Fabio Motta/Estadão
Fabio Motta/Estadão

Dilma recebe telefonemas de Maduro e Biden

Venezuela pede apoio contra sanções dos EUA; vice de Obama discute visita da presidente brasileira a Washington

RAFAEL MORAES MOURA, BRASÍLIA, O Estado de S.Paulo

09 de abril de 2015 | 02h03

A presidente Dilma Rousseff recebeu ontem telefonemas do presidente da Venezuela, Nicolás Maduro, e do vice-presidente dos EUA, Joe Biden. Na conversa com Maduro, o venezuelano garantiu que pretende reduzir as tensões com os EUA e buscou apoio do Brasil para um eventual embate com Washington na Cúpula das Américas, que começa amanhã, no Panamá. Caracas tenta obter de aliados uma declaração que condene as sanções impostas pelos americanos a sete autoridades do país acusadas de violação de direitos humanos e corrupção.
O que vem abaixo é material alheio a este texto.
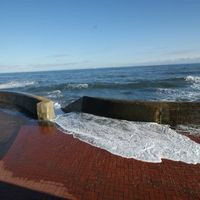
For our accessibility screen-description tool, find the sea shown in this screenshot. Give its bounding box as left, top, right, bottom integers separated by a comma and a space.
0, 64, 200, 111
0, 64, 200, 164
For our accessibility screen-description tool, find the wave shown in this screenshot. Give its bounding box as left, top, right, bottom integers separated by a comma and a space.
0, 81, 36, 89
55, 113, 200, 164
185, 76, 200, 83
65, 83, 88, 89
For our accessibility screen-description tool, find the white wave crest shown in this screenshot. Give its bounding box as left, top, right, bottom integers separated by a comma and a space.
66, 83, 88, 89
0, 81, 36, 89
185, 76, 200, 83
55, 113, 200, 164
54, 102, 61, 109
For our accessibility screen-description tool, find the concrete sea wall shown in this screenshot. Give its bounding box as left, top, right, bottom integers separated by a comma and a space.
62, 96, 200, 125
0, 91, 55, 121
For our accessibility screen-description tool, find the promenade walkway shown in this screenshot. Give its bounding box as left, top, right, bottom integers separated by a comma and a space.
0, 108, 200, 200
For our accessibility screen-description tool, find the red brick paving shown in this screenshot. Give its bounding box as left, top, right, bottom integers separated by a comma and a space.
0, 126, 200, 200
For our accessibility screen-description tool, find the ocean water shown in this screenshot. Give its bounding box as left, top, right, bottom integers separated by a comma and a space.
0, 64, 200, 164
0, 64, 200, 111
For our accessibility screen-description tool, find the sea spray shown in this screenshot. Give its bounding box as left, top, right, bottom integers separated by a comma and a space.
55, 113, 200, 164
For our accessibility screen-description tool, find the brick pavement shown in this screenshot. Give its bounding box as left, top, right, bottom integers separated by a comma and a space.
0, 125, 200, 200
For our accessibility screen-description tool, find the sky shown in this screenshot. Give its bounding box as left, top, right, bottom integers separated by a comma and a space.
0, 0, 200, 73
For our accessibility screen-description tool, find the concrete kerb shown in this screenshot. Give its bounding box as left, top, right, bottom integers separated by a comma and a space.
0, 91, 55, 121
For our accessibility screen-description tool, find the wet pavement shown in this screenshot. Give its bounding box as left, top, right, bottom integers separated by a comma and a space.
0, 105, 200, 200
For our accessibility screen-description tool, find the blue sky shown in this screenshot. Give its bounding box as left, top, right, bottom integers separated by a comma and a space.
0, 0, 200, 72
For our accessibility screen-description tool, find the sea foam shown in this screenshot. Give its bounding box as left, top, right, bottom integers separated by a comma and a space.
55, 113, 200, 164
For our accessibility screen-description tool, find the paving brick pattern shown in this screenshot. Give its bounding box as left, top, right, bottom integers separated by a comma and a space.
0, 126, 200, 200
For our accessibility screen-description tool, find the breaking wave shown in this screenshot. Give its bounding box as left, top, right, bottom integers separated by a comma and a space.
185, 76, 200, 83
0, 81, 36, 89
55, 113, 200, 164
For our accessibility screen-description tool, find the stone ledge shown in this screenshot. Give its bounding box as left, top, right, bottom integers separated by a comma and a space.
62, 96, 200, 126
0, 91, 55, 121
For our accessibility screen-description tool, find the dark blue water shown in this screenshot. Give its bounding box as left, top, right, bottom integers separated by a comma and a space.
0, 64, 200, 109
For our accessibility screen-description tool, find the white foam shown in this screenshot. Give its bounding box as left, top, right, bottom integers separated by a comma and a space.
55, 113, 200, 164
47, 90, 62, 98
66, 83, 88, 89
54, 102, 61, 109
0, 81, 35, 89
176, 124, 200, 136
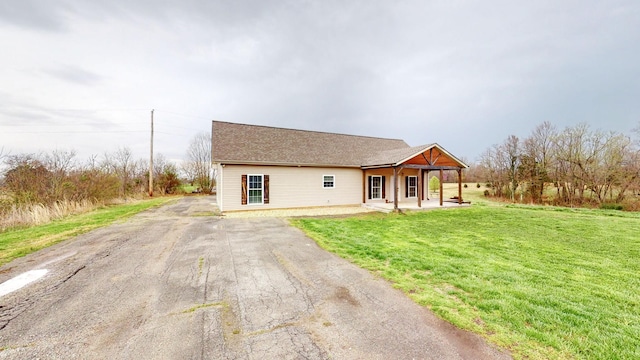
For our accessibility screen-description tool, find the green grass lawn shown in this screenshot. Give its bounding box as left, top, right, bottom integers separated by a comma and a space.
292, 205, 640, 359
0, 197, 175, 266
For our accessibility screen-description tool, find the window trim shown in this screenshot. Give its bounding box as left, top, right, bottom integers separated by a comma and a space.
322, 174, 336, 189
407, 175, 418, 199
369, 175, 383, 200
247, 174, 264, 205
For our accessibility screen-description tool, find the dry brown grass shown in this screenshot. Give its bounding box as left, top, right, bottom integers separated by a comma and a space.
0, 200, 104, 231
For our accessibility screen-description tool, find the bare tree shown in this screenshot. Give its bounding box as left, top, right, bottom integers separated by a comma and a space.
183, 132, 215, 193
43, 150, 76, 199
103, 147, 135, 198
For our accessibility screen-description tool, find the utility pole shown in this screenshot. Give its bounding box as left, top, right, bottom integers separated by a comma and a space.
149, 109, 153, 197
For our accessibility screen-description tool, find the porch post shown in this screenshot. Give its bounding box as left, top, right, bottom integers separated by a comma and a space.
440, 169, 444, 206
393, 166, 398, 211
417, 169, 422, 207
458, 168, 462, 205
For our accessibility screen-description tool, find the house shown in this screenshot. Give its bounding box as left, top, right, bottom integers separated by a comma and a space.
211, 121, 468, 211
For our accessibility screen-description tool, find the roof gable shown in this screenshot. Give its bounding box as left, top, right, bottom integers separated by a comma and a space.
362, 144, 469, 168
211, 121, 409, 167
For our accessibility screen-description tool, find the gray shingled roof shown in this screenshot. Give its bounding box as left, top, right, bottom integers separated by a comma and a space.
212, 121, 412, 167
362, 144, 435, 166
212, 121, 467, 167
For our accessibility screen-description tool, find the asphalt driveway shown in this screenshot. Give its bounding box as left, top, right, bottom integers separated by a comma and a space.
0, 197, 509, 359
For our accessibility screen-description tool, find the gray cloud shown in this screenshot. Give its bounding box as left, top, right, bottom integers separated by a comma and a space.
42, 65, 102, 86
0, 0, 69, 31
0, 0, 640, 159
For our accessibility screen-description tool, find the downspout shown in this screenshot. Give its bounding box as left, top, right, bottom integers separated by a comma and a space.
393, 166, 398, 212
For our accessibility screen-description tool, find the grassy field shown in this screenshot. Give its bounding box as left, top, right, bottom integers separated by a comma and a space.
292, 204, 640, 359
0, 197, 175, 266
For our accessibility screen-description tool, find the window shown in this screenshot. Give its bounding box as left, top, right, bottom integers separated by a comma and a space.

No telefonema de Biden, segundo nota do Palácio do Planalto, Dilma discutiu questões relacionadas à próxima visita dela aos EUA, em setembro. Biden também teria confirmado um encontro de Dilma com o presidente Barack Obama durante a Cúpula das Américas.

Caracas. Em uma tentativa de amenizar as tensões entre Washington e Caracas, o alto conselheiro do Departamento de Estado dos EUA, Thomas Shannon, reuniu-se ontem com a chanceler venezuelana, Delcy Rodríguez. A visita de Shannon a Caracas ocorre um dia depois de os EUA assegurarem que a Venezuela não é uma ameaça a sua segurança nacional, ao contrário do que diz a ordem executiva que autorizou sanções contra sete funcionários chavistas.

"Ao fim do encontro com o funcionário americano, no qual foi trazida uma mensagem de seu governo, a ministra ressaltou a exigência de anulação da ordem executiva assinada pelo presidente Barack Obama em 9 de março", disse a chancelaria venezuelana por meio de nota.

Segundo o Departamento de Estado, a visita é uma resposta ao convite da Venezuela para que o governo americano enviasse um funcionário de alto escalão a Caracas para se reunir com Maduro antes da Cúpula das Américas.

De acordo com diplomatas americanos, o próprio secretário de Estado, John Kerry, pediu a Shannon que viajasse a Caracas para se reunir com o presidente venezuelano. "O governo venezuelano chamou ao diálogo direto e sempre deixamos claro que mantemos relações diplomáticas e estamos dispostos a conversar diretamente", disse uma fonte americana.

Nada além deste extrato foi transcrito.